Brittle Stars inspire new generation robots able to adapt to physical damage

(Nanowerk News) Researchers at Tohoku University and Hokkaido University have, for the first time, succeeded in developing a robot capable of immediately adapting to unexpected physical damage (Royal Society Open Science, "A brittle star-like robot capable of immediately adapting to unexpected physical damage").
brittle star robotics
(a) Overview of a brittle star (left) and photographs of locomotion when it lost one of its arms (right). (b) Overview of the brittle star-like robot PENTABOT II (left) and photographs of locomotion when one of the arms was destroyed (right). The robot could keep moving by coordinating the remaining arms appropriately. (Image: Ishiguro-Kano Laboratory)
This is a significant breakthrough as robots are increasingly expected to function in tough environments under hazardous conditions.
Conventional robots tend to require a considerable amount of time (several tens of seconds) to adapt when they incur unexpected physical damage.
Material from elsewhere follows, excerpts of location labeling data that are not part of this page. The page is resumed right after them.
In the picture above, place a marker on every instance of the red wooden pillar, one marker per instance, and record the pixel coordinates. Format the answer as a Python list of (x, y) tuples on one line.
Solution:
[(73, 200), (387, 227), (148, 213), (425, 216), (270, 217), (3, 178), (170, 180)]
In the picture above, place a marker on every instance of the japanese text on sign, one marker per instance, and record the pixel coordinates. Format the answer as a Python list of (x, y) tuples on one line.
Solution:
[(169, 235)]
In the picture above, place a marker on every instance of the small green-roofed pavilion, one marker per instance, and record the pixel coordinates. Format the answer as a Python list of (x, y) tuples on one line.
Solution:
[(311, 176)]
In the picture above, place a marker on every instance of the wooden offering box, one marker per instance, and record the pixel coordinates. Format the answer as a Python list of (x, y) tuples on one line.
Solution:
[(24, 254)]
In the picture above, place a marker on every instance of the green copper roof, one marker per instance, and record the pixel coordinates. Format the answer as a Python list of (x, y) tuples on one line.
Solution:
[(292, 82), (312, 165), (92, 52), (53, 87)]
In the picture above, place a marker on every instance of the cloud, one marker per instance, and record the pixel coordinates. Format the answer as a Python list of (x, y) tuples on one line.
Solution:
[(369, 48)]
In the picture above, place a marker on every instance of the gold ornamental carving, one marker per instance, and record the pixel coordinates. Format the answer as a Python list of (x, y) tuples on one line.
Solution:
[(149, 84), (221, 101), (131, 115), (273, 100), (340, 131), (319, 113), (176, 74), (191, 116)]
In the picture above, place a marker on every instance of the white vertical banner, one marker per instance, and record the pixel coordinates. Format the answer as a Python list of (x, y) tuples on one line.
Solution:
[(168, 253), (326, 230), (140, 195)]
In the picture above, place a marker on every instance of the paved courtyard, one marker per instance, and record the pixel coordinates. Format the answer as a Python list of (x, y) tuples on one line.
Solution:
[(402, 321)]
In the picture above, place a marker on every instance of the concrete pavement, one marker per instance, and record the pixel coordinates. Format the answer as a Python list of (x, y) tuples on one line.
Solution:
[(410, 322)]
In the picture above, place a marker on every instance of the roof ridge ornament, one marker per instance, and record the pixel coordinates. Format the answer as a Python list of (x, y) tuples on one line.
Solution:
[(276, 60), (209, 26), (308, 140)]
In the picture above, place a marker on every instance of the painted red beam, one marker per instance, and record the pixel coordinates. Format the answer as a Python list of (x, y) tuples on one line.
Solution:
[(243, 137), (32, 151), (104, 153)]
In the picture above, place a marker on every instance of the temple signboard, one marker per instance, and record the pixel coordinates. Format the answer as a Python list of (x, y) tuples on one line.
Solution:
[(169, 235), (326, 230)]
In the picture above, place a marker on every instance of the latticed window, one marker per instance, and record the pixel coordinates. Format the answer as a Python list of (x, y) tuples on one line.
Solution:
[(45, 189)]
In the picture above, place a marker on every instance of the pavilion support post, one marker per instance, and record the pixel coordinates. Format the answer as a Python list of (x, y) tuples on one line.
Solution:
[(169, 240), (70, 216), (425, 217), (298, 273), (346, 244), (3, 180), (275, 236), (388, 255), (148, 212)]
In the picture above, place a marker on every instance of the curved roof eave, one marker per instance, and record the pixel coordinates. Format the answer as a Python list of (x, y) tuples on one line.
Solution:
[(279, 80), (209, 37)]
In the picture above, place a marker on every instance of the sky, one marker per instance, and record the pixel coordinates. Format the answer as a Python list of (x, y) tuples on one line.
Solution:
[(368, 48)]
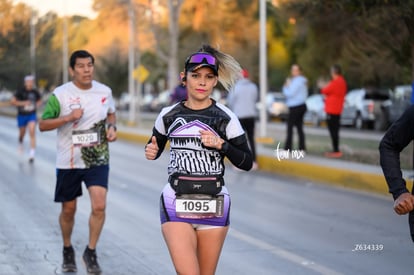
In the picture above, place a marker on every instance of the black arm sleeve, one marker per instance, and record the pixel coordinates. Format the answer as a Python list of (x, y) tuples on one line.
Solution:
[(398, 136), (161, 141), (238, 152)]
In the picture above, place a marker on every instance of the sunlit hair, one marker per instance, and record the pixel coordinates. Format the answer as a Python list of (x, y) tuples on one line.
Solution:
[(229, 69)]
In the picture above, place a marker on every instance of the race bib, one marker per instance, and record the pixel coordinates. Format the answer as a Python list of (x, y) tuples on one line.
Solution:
[(86, 138), (196, 206), (29, 107)]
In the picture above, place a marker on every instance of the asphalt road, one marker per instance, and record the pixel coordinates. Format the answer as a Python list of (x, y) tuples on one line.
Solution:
[(278, 225)]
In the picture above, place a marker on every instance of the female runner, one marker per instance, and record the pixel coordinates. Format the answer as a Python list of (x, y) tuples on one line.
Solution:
[(195, 204)]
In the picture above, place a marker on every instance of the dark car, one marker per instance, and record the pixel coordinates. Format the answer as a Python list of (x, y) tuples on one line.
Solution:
[(363, 108), (399, 101)]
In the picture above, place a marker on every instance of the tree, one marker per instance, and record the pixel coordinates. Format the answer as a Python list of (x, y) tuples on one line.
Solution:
[(365, 36)]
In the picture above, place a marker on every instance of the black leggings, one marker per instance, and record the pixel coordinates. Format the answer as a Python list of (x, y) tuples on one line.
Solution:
[(333, 127), (295, 119)]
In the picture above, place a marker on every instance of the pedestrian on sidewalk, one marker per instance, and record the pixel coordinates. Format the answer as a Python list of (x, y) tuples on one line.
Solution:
[(83, 112), (242, 101), (397, 137), (334, 93), (201, 132), (295, 90), (27, 101)]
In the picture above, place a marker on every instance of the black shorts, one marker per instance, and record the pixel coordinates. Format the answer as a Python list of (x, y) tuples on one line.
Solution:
[(69, 181)]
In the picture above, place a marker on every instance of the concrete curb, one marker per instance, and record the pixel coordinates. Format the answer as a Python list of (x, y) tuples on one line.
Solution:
[(346, 178)]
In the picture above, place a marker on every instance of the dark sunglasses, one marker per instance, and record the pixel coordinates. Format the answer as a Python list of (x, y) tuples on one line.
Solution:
[(200, 57)]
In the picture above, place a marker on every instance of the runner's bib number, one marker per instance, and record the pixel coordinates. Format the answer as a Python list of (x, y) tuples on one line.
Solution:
[(85, 138), (196, 206)]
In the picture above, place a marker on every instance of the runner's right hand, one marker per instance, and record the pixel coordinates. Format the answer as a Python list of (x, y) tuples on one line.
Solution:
[(151, 149), (404, 204)]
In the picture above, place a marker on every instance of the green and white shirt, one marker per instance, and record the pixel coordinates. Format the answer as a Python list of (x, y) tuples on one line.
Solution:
[(83, 143)]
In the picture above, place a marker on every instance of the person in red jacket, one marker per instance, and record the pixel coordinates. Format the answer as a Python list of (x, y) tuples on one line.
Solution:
[(334, 93)]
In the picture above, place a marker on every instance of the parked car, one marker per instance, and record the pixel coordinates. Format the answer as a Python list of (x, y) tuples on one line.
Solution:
[(276, 105), (144, 102), (399, 101), (363, 109), (315, 113)]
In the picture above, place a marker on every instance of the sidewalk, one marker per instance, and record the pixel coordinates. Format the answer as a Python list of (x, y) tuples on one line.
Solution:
[(335, 172)]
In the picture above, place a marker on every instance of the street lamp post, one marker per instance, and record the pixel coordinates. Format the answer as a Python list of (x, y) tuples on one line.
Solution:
[(32, 42), (263, 68), (131, 64)]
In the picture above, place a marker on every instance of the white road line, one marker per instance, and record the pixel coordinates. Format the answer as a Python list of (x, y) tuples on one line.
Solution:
[(284, 254)]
To address this problem, researchers led by Professor Akio Ishiguro of the Research Institute of Electrical Communication at Tohoku University, focused on a brittle star - a primitive echinoderm with five flexible arms. Brittle stars lack a sophisticated central nervous system, yet are able to immediately adapt to an arbitrary loss of their arms and still move by coordinating the remaining arms.
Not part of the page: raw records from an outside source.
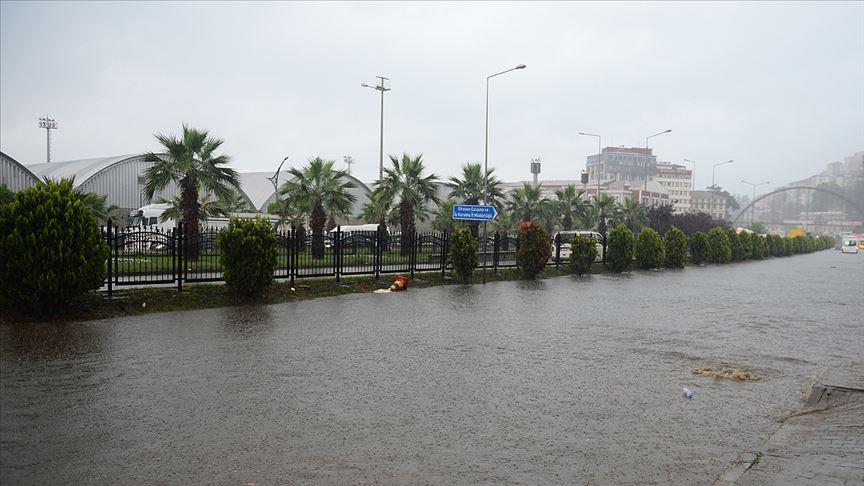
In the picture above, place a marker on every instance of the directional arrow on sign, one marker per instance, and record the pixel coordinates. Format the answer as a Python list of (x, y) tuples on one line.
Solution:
[(474, 212)]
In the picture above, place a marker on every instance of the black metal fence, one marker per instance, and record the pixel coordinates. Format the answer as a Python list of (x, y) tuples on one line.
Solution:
[(147, 256)]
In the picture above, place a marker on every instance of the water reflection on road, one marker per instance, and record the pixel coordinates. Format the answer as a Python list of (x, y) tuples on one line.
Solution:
[(567, 380)]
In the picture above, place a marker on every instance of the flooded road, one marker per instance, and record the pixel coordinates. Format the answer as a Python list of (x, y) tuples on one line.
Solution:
[(562, 381)]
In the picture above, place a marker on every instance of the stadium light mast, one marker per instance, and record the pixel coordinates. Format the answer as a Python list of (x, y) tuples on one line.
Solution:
[(48, 124)]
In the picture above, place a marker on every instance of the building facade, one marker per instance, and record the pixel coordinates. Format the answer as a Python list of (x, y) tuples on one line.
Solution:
[(678, 180), (624, 164), (711, 202)]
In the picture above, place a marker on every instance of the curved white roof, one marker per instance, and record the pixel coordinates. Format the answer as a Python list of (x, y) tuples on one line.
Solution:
[(259, 189), (82, 169), (14, 174)]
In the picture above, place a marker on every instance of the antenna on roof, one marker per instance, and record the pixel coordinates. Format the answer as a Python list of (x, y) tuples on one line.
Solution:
[(275, 179)]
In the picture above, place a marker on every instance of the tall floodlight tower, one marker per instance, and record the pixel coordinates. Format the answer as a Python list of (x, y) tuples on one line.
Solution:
[(48, 124), (535, 169)]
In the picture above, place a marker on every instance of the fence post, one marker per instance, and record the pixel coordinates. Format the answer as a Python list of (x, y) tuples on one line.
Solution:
[(181, 265), (337, 255), (496, 251), (412, 257), (377, 259), (111, 251), (444, 254), (292, 253), (557, 240)]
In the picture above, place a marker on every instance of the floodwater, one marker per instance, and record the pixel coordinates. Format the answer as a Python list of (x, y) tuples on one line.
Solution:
[(561, 381)]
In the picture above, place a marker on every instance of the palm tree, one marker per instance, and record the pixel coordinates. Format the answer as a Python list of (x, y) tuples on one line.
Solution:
[(405, 181), (469, 189), (633, 215), (191, 163), (321, 190), (526, 202), (209, 207), (569, 202)]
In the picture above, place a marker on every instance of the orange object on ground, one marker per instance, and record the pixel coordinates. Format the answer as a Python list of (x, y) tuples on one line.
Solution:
[(401, 283)]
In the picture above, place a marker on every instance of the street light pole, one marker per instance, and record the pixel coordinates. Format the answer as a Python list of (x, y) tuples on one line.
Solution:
[(382, 89), (753, 198), (713, 187), (486, 161), (694, 173), (648, 158), (48, 124), (599, 150)]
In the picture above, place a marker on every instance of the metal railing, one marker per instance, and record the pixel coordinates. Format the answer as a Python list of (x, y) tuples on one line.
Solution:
[(147, 256)]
Based on behavioral experiments involving brittle stars whose arms were amputated in various ways, the researchers proposed a simple decentralized control mechanism in which each arm kicks the ground only when it obtains an assistive reaction force. This mechanism was implemented in a brittle star-like robot to demonstrate that it can adapt to unexpected physical damage within a few seconds, like its biological model.
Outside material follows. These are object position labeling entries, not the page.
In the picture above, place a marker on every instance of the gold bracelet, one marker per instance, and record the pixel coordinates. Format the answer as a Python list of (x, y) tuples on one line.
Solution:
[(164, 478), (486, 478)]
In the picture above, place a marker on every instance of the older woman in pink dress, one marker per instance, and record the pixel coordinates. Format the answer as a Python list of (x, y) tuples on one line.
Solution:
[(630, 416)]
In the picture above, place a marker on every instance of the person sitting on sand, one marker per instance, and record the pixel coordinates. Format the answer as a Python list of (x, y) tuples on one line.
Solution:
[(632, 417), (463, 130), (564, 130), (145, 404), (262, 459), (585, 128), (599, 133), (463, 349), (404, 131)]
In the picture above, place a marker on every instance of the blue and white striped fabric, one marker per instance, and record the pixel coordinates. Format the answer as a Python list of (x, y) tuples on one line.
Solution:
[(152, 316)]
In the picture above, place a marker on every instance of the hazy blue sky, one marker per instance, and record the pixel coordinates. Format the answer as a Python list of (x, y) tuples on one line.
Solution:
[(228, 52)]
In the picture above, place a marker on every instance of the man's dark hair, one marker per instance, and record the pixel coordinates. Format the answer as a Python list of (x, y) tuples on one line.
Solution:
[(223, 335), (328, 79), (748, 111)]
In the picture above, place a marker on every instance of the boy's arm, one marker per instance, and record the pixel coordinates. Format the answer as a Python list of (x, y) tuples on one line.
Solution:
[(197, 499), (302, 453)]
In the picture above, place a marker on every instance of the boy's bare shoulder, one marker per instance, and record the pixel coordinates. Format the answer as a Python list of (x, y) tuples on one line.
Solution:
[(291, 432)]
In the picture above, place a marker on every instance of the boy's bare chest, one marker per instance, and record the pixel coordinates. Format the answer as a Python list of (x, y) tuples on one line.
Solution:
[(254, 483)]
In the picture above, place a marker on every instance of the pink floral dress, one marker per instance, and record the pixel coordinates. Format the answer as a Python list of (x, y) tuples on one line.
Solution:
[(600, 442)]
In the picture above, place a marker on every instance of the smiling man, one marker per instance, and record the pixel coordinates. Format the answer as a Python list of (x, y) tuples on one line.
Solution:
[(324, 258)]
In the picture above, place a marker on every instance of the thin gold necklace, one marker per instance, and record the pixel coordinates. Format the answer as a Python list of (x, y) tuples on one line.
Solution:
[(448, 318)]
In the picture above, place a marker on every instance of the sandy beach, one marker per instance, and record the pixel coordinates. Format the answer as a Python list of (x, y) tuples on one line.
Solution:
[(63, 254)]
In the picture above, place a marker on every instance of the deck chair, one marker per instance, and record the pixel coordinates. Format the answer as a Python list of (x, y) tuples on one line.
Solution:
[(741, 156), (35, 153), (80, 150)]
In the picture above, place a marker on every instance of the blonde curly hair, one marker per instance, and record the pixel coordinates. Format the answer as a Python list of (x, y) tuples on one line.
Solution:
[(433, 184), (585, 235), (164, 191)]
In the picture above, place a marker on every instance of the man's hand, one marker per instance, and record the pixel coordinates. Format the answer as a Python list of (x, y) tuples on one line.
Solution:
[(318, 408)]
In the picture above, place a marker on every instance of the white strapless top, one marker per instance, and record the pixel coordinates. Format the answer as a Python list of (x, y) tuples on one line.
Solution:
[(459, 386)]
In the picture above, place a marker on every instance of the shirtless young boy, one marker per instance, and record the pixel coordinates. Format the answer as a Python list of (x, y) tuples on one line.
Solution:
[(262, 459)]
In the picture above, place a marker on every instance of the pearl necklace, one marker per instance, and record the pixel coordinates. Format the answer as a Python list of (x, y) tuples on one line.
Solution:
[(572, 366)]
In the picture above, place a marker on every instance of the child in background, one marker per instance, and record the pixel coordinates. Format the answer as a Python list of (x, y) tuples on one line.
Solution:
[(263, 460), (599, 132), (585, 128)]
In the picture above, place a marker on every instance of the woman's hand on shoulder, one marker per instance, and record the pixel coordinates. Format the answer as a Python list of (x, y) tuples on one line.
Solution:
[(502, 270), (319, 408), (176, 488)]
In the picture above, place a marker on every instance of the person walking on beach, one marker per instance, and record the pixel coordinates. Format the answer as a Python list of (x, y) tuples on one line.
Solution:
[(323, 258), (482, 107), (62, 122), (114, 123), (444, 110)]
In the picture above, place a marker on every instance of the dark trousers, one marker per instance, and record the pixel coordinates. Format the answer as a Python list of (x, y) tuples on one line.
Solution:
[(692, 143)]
Brittle Stars Inspire New Generation Robots Able to Adapt to Physical Damage
Schematic of the proposed control scheme. First, each arm moves randomly to obtain a response from the environment. If the reaction force assists propulsion, the arm pushes itself against the ground, after which the arm lifts off from the ground and moves forward. When the reaction force impedes propulsion, no further action is generated. (Image: Ishiguro-Kano Laboratory)
The researchers hope that this finding will help develop resilient robots that can work in inhospitable environments such as disaster areas. It also provides insights into the essential mechanism underlying resilient animal locomotion.